Written by Ruth Dunn, a Clonlara School guest blogger (***Clonlara School does not endorse or recommend any product/service in connection with this author***).
Although grades are not the major focus of our academic environment, they are important to some of our learners and families. The below tips not only could impact a student’s grades, but also impact participation and engagement (which are important to our entire community). Never bad skills to practice?!
6 Practical Ways to Improve Your Grades
Getting good grades is a wonderful investment in your future, as high marks set you up for scholarships that help pay for college. You may even be offered a free ride for a great school if your grades are high enough.

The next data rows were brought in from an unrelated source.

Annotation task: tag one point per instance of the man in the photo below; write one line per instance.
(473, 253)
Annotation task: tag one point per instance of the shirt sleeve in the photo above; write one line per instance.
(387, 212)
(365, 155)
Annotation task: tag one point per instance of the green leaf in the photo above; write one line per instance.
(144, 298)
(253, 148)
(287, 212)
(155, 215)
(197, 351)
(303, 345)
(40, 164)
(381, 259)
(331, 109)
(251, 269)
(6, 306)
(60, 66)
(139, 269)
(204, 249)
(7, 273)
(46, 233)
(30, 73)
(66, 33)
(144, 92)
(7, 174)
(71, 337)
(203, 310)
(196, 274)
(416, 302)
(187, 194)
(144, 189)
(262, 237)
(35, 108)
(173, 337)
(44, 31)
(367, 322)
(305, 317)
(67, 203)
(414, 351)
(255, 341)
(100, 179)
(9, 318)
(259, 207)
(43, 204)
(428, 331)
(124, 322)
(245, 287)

Here are some tips provided by Shoreline Learning to help you improve your grades.
Write all of your assignments down in a planner as soon as they are given to you. It’s best to list them on the day they due. Refer to your list at least once per week so you don’t forget a project that isn’t due for several weeks. Using a different colour ink for each subject is a great way to organize your assignments. This makes it easy to see which books you need to bring home at the end of each school day. Just turning in your homework on time goes a long way toward improving your grades.
It is easy to get distracted when you’re sitting in class listening to a long lecture, but listening and understanding everything your teacher says is much better for your learning and development. Taking notes forces you to focus on what’s being said. It also gives you something to refer back to when you’re completing a homework assignment or studying for a test.
Another way to help you focus during a long lecture in class is to read the material before the teacher talks about it. Write down any questions that you have while you are reading the chapter so you can ask the teacher about them later. Understanding the material is key if you want to do well on tests and get good grades on your report cards.
Study With A Group
Studying with a group will help you remember the material and bond with your classmates at the same time. Spend a few hours quizzing each other about everything you learned in class. It’s easier to remember the information you need to know during a test if you have repeated it out loud.
Sit in Front
Sitting in the front of the classroom is helpful for several reasons. One is that it’s easy to get distracted by what’s going on in front of you, so sitting in the front row minimizes distractions. Another reason to sit in the front is because it’s easier for you to see everything the teacher is doing if it’s happening right in front of you.
Talk to Your Teachers
If you find yourself struggling with a class, it’s smart to sit down with the teacher and make a plan to improve your grade. They may offer you extra credit assignments or give you the name of a student who would be willing to tutor you. Teachers are much more willing to work with students who talk to them about improving their grades than those who ignore a worsening grade and aren’t actively working to improve it.